Maude sat in stunned silence as Josiah left the jail house.

New Orleans

Having mentally girded his loins for this long awaited meeting, the anticlimax hit Ezra hard on finding no answer at the door of the given address.

"Mighty fine house, Ezra. Ya think he's gotten more than one room here?" rasped Tanner, gazing up at the facade of the charming tree shaded house.

"This is a gentleman's residence, Mr. Tanner, not a common lodging house."

"Yeah? Mighty big place fer one man. Ya sure ya got the right address writ down? Reckon Larabee could build his shack seven times over in this here railed off rose garden."

"It is far more substantial than I was expecting," murmured Ezra.

"Reckon it's a mite lonely fer 'im alone. All them big rooms an' such."

Ezra gave Vin a sideways glance and shook his head. "We may as well return to the hotel and make plans to leave."

"Leave? Yer givin' up?" Vin blinked at the gambler in surprise.

"The garden is somewhat neglected leading me to suspect that he has left New Orleans," stated Ezra, using an icy tone in order to disguise his considerable disappointment.

"But we ain't come travelin' all this way fer nuthin'? Hell, Ezra, take a closer look."

"At what, Mr. Tanner?"

"The inside."

"I beg your pardon?"

"Open the damned door, Ezra!" rasped Tanner.

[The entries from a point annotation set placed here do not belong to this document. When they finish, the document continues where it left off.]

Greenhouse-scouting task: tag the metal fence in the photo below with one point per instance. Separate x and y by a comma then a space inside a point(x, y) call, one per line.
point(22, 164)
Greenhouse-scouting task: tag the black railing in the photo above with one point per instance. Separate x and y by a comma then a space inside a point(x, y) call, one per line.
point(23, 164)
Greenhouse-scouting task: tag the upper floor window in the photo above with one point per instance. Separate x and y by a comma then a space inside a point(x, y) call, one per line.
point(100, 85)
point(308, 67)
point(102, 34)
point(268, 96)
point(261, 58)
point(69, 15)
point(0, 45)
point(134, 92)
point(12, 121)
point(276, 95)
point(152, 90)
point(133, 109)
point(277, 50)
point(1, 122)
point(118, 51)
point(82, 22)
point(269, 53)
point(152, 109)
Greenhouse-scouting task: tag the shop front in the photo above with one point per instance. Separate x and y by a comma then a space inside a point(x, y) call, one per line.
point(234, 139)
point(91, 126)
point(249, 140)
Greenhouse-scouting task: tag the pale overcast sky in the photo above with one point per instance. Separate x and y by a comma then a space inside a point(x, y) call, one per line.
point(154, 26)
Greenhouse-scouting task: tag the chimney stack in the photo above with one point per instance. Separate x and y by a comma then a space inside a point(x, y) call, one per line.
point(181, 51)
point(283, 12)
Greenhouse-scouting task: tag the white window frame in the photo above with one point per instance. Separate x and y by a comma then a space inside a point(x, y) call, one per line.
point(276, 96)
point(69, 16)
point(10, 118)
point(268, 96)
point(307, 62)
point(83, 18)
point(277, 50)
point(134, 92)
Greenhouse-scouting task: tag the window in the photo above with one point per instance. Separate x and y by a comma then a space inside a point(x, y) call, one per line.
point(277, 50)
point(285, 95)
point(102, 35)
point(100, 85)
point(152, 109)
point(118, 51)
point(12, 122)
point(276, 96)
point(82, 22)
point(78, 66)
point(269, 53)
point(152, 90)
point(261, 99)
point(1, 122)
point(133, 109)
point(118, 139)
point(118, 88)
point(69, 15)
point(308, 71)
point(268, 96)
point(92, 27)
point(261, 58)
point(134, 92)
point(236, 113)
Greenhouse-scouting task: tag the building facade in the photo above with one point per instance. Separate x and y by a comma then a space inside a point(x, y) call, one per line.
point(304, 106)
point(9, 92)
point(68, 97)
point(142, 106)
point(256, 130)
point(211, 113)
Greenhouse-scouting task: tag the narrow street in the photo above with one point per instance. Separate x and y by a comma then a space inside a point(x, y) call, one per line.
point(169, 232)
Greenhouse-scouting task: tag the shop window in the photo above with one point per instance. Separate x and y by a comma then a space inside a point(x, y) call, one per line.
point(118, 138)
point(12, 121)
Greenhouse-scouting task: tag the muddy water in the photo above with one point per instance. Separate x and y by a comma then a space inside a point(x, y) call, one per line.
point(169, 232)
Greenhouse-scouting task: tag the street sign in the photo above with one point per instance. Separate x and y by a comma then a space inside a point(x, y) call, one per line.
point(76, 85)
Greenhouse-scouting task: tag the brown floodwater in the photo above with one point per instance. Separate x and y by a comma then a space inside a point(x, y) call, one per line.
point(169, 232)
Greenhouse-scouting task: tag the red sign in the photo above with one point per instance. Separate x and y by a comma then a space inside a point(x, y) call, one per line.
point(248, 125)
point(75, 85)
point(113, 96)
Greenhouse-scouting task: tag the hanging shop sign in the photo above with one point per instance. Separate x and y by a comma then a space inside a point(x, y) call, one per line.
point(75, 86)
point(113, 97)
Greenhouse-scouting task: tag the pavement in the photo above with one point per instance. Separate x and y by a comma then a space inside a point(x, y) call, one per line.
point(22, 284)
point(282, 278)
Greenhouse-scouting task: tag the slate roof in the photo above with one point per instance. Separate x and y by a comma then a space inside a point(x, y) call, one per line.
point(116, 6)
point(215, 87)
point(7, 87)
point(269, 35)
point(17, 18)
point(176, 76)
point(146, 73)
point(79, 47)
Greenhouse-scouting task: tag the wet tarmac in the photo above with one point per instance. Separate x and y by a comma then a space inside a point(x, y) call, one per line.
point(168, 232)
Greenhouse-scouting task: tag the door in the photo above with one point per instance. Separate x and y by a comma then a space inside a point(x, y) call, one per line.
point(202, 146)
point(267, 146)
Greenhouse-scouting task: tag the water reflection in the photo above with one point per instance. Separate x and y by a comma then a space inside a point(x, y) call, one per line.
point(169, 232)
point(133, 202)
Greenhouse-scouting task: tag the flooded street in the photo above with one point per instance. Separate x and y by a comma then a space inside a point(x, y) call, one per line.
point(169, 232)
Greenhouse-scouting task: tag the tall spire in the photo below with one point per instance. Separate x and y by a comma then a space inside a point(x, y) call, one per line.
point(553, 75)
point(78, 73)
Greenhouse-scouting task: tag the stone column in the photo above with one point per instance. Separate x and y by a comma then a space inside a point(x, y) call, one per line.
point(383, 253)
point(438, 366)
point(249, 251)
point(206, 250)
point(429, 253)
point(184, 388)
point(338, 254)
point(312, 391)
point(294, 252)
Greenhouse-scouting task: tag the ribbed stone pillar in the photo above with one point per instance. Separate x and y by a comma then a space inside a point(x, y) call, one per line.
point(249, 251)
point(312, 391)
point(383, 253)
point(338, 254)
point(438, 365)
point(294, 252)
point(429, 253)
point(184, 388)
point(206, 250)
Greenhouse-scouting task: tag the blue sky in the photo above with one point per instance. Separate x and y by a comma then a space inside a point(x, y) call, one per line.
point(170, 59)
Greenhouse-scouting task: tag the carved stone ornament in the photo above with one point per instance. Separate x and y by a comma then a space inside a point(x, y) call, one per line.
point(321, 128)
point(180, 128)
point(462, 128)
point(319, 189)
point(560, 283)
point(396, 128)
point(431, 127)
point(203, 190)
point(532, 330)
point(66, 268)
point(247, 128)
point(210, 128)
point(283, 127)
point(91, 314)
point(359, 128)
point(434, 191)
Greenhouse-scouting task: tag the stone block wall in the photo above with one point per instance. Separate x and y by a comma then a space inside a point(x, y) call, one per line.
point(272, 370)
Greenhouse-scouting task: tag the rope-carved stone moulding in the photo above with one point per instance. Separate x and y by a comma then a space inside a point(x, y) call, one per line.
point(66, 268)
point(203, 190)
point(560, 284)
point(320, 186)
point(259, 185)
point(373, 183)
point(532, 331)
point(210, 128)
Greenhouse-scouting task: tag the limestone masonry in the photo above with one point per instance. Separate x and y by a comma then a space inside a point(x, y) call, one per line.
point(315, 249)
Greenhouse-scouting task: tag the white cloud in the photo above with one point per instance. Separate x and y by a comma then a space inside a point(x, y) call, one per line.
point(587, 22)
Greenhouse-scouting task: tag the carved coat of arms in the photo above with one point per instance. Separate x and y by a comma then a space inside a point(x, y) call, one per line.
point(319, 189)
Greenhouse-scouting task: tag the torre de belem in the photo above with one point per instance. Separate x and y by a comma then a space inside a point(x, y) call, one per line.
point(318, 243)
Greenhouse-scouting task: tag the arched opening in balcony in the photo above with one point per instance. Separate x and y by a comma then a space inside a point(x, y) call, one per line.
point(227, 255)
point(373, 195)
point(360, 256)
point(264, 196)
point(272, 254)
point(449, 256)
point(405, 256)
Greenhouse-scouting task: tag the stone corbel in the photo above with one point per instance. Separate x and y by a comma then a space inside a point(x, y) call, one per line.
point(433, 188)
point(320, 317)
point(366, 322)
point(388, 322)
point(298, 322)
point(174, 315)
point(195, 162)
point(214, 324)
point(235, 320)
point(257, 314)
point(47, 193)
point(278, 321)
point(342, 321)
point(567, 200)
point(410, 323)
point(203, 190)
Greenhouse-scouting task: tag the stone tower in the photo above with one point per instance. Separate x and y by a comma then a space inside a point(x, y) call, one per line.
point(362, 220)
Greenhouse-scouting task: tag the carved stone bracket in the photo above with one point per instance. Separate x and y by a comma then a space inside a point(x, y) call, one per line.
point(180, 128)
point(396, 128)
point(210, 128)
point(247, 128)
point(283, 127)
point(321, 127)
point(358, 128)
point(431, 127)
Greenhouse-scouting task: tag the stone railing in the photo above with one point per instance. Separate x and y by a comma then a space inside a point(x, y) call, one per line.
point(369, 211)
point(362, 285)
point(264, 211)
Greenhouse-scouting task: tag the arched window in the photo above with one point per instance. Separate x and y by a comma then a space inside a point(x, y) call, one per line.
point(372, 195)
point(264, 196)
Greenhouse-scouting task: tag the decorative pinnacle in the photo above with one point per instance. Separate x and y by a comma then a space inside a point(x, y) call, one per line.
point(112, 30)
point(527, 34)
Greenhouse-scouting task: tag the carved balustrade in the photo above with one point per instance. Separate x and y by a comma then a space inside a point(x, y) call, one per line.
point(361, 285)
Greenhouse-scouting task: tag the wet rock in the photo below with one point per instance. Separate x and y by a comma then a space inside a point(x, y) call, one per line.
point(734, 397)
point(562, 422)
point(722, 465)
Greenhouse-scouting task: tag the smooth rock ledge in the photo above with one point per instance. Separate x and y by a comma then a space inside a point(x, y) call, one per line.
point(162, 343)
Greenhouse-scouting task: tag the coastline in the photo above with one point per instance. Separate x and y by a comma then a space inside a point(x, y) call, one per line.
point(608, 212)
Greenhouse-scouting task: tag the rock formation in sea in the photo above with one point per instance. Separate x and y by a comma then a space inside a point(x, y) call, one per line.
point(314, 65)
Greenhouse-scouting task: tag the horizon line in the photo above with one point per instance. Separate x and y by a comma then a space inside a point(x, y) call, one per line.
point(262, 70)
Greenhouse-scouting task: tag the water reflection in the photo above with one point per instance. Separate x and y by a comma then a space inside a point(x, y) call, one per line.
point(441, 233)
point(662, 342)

"Mr. Tanner, am I to understand that you are advocating that we imitate common criminals and break in?"

"Hell, Ezra, we ain't gonna thieve the family silver jus' take us a quick look inside fer clues."

"Clues?"

"Damn, Ezra, want me ta blow the lock clean off?" Tanner's sawed-off was in his hands in a blur of speed.

"No! No indeed."

Standing close to the door as Tanner shielded him from prying eyes, Ezra examined the lock and swiftly employed his picklock. Both men were rewarded with a satisfying click and discretely slipped inside.

Standing at the foot of a flight of stairs Vin wrinkled his nose. "Reckon yer right, Ezra. Done bin empty fer a good few weeks."

"Hush!"

"Ain't no one ta hear, Ezra."

"I know that but it just seems wrong to..." frustrated, Ezra ran a hand through his dark auburn hair until it stood up in disarray.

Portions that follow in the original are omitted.